Monday, March 17, 2008

Mathematical modeling & Me

This semester I have been working on modifying a published model for Chip's class. What does that mean? Basically, I'm taking a generalized model and adding/removing/adjusting the parameters to make the model fit the plant system we're working on. The system is one in which the other person I'm working with will do her research. I'm not as invested in this project as I am in the other things I have going on this semester, but I find the process of developing this model both useful and fascinating.

Today we had another meeting with Chip to discuss the progress. We're making baby steps in the right direction. We're just about to analyze its stability in the most simple form. Then we can add more species and parameters. Chip has been walking us through the process and clearly describing what we need to do at each step. I really appreciate this because my grasp of the concepts and tools is a bit tenuous. The ease with which Chip understands, develops, and analyzes models is fascinating and still somewhat mysterious to me. When we sit in those meetings with him, though, I am so amazed at how much I've learned in the past year, so I'd like to describe my evolving relationship with calculus.

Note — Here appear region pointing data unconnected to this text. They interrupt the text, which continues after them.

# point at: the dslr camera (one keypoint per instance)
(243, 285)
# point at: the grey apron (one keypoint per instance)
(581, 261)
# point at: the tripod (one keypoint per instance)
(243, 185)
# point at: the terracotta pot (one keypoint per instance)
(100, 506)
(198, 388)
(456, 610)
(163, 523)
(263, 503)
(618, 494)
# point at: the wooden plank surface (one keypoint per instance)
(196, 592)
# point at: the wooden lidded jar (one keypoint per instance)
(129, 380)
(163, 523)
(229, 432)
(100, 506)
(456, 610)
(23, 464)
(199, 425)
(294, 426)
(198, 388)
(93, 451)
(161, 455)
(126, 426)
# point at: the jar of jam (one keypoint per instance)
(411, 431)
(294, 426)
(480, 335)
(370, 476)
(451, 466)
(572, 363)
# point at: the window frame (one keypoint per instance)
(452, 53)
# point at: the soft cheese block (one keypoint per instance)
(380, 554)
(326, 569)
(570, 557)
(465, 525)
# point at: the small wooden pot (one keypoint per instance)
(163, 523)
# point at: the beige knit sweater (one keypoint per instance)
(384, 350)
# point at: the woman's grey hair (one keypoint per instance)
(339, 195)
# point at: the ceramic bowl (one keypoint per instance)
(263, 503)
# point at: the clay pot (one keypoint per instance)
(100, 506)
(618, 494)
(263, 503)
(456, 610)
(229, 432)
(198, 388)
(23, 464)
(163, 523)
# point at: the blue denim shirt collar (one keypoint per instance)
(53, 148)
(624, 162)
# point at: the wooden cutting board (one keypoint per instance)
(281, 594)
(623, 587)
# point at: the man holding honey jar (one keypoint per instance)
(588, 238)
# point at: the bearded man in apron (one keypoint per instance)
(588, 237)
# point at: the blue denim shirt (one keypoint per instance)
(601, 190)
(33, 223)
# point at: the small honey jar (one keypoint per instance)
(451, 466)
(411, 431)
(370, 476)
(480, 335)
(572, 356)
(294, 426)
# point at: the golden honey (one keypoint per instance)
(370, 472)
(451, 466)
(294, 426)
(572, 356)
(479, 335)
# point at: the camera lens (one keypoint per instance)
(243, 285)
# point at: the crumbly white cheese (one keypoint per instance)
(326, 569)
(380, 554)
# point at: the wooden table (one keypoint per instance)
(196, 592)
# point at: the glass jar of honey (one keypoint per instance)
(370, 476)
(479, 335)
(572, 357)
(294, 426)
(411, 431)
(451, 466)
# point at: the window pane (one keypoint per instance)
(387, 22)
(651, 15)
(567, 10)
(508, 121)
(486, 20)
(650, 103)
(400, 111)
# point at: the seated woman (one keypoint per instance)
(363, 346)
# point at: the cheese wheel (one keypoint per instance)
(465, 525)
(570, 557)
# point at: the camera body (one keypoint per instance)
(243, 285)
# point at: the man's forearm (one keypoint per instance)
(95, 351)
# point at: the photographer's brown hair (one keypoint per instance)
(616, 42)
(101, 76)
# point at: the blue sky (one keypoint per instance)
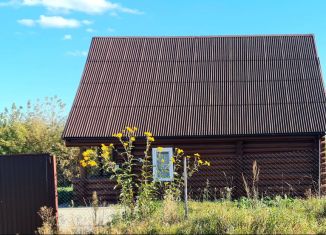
(44, 43)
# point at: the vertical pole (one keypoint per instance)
(319, 165)
(185, 185)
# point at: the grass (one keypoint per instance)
(65, 195)
(277, 216)
(268, 216)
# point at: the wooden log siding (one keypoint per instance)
(323, 165)
(288, 165)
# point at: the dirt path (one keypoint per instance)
(81, 219)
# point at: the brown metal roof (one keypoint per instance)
(198, 86)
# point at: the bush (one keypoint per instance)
(65, 195)
(271, 216)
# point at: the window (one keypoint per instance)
(162, 164)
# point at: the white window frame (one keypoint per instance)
(155, 152)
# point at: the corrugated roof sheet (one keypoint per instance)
(197, 86)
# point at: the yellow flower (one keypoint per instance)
(118, 135)
(92, 163)
(104, 148)
(83, 163)
(148, 134)
(105, 151)
(129, 129)
(88, 153)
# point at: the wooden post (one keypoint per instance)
(185, 185)
(80, 191)
(239, 168)
(82, 170)
(322, 166)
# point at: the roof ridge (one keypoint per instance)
(214, 36)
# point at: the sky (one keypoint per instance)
(44, 43)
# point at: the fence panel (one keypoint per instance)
(27, 182)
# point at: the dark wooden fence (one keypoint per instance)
(27, 182)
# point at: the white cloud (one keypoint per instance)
(86, 6)
(9, 3)
(90, 30)
(58, 22)
(51, 22)
(27, 22)
(87, 22)
(67, 37)
(76, 53)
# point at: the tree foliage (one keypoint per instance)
(37, 128)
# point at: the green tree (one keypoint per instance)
(37, 128)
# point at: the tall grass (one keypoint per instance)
(277, 216)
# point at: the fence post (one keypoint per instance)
(185, 186)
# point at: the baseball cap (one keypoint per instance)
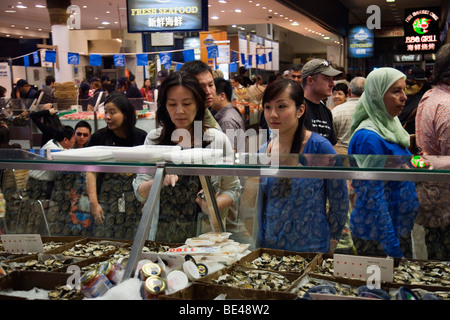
(316, 66)
(121, 82)
(20, 83)
(163, 73)
(416, 73)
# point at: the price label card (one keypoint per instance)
(359, 267)
(22, 243)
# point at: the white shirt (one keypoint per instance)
(342, 119)
(47, 175)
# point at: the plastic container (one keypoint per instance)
(152, 288)
(150, 269)
(94, 284)
(191, 270)
(404, 293)
(177, 280)
(109, 270)
(322, 289)
(366, 292)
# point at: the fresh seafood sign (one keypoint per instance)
(167, 15)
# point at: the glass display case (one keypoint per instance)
(66, 212)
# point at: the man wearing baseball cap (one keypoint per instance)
(416, 86)
(318, 82)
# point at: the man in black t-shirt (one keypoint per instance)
(318, 82)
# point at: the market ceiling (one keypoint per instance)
(30, 19)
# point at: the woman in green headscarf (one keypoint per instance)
(384, 212)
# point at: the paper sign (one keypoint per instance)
(348, 266)
(172, 260)
(22, 243)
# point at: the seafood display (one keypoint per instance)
(326, 267)
(65, 293)
(308, 282)
(266, 261)
(254, 279)
(89, 250)
(39, 265)
(264, 270)
(433, 273)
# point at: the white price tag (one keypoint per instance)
(359, 267)
(22, 243)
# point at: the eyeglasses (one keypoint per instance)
(82, 134)
(324, 63)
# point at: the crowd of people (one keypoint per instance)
(308, 111)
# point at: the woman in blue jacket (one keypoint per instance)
(384, 212)
(293, 213)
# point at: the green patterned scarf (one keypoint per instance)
(371, 113)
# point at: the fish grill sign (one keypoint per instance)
(360, 42)
(422, 30)
(167, 15)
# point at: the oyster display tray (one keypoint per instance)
(207, 291)
(312, 258)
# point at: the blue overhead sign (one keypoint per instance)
(360, 42)
(167, 15)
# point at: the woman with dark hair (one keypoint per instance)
(147, 91)
(180, 108)
(120, 130)
(5, 138)
(293, 213)
(47, 121)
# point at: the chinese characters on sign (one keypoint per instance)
(167, 15)
(422, 30)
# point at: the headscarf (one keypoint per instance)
(371, 113)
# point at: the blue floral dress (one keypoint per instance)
(302, 214)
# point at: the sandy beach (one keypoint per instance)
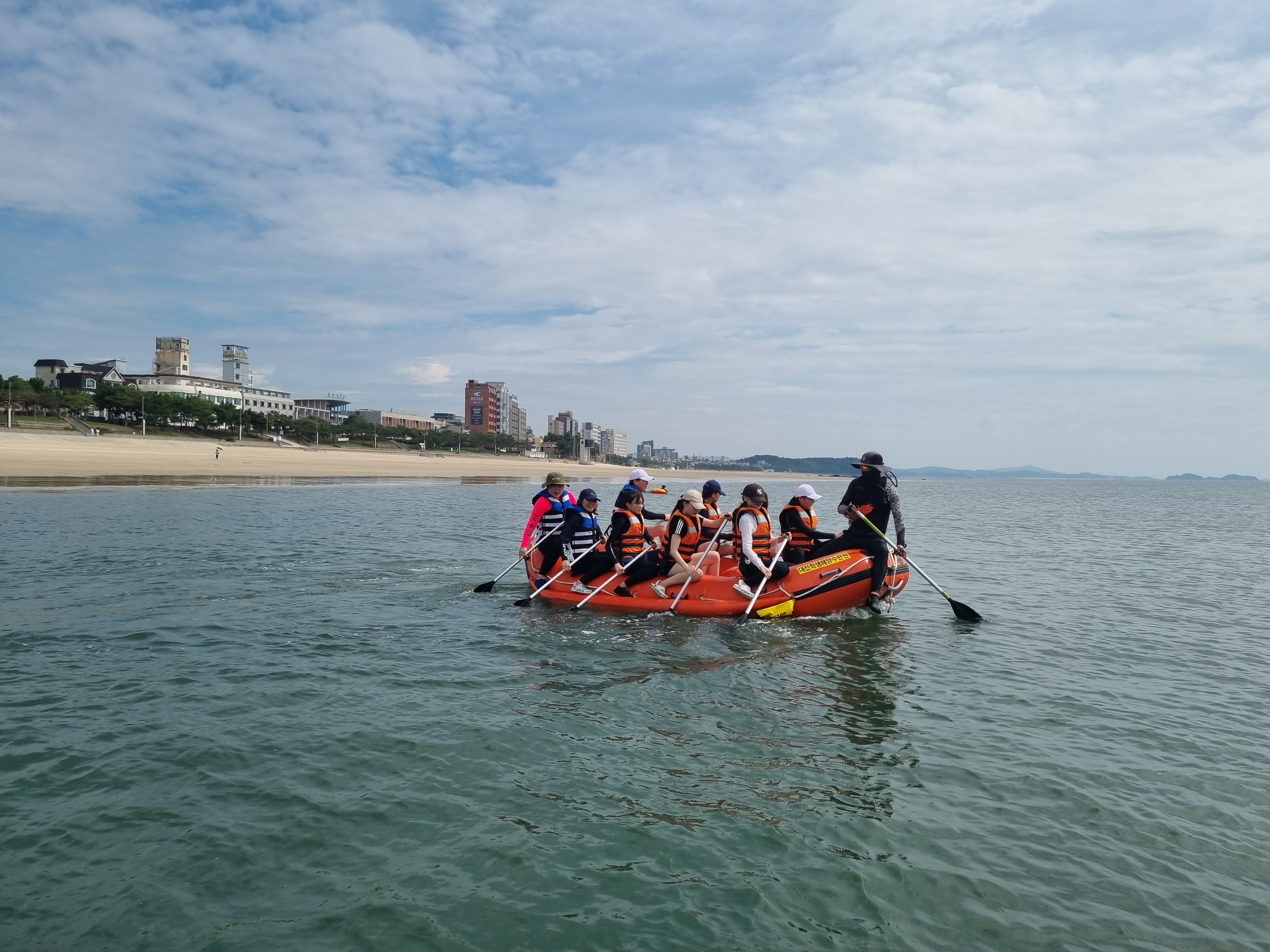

While I was applying to grad school, I rediscovered why they always emphasize in school that calculus is critical for science- not even ecologists are outside the applications of calculus (I know now that they're right in the thick of it!). One of my weaknesses was (is) math. Many of the people I was interested in working with do a fair amount of ecological modeling of which I had basically zero experience and a very limited understanding. Although part of me just wanted to ignore the deficit and try to get around without it, I knew that it would be in my best interest to put mathphobia aside and work on my weakness.

The opportunity to do just that appeared when a friend told me about EcoMath Camp. I applied, was accepted (did they actually see my B- in calc I?), and found myself to be a small fish in a not-so-big pond of much larger, albeit friendly, fish. It was incredibly challenging for me since my one semester of calculus was so many years ago, but I was able to learn a tremendous amount at my level. EcoMath Camp gave me the confidence to take and survive Chip's population ecology class last fall. Chip's encouragement of relatively mathematically-deficient students like myself combined with his incredible teaching style are why I am in his game theory class this semester.

I'm proud of myself for being able to understand and develop my own model, because this is something I could not have imagined a year ago. I usually know which questions to ask now which is a huge step in the right direction. But, I feel like my comprehension of the 'big picture' is ahead of my mathematical tool kit to actually create the big picture. Today I wrestled for an hour with a derivative that took Chip 3 minutes. I know, he has decades more experience with this, but still.

I think my insecurity with calculus goes way back to 7th grade. My mom (hi mom) has worked in elementary and middle school math education for my entire life. In 4th grade I spent a short time in the accelerated math class but went back to the regular one out of frustration with long division. I did well in the regular math class until junior high. My mom thought it would be good for me to take Geometry in 8th grade, and that I could do Algebra I over the summer at home with her help. Well, I vaguely remember reading about parabolas in the back yard that summer but I didn't do anywhere near as much work as I would've for a normal class.

[Mom- I don't want you to think I blame you for my math insecurity-not at all. A whole combination of factors in high school made my math experience worse when it had the potential to be much better. You have always encouraged me in math and I would not have been accepted to EcoMath Camp if you hadn't helped me improve my essay, so you have been a great positive role model. I also think I'm good at spatial reasoning thanks to those base 10 blocks.]

My shaky foundation in Algebra I became apparent during Algebra II in my freshman year of HS. I had the heaviest possible course load and a flighty teacher who put me to sleep every afternoon (my first case of classroom narcolepsy). I struggled with the quadratic formula and dropped from the honors math track to the regular math track in the middle of the year. I stayed in the regular track so I was 1-2 years younger than most of the students in those classes. I took AP Statistics my junior year and didn't take math at all my senior year. I took one semester of calculus in college, in which I got a B- thanks to help from Jon. Then I spent the next few years hardly thinking about calculus, until I landed back in a classroom last summer with a room full of mathematically gifted undergrads.

So why did I just tell you a brief history of my relationship with math? I'm not exceptionally mathematically talented and I may never be able to do complicated derivatives in 3 minutes, but I am willing to try. You should be too. Especially if it's not your strength, pursue it. Find a great teacher, friend, or tutor, and look for ways that the tools can be applied to ecological problems. Applications are the glue that make the math stick instead of abstractly floating around in your brain without an anchor. I want to encourage everyone who is considering a degree in ecology to take more math. Don't be mathphobic! You can do it, and you will use it.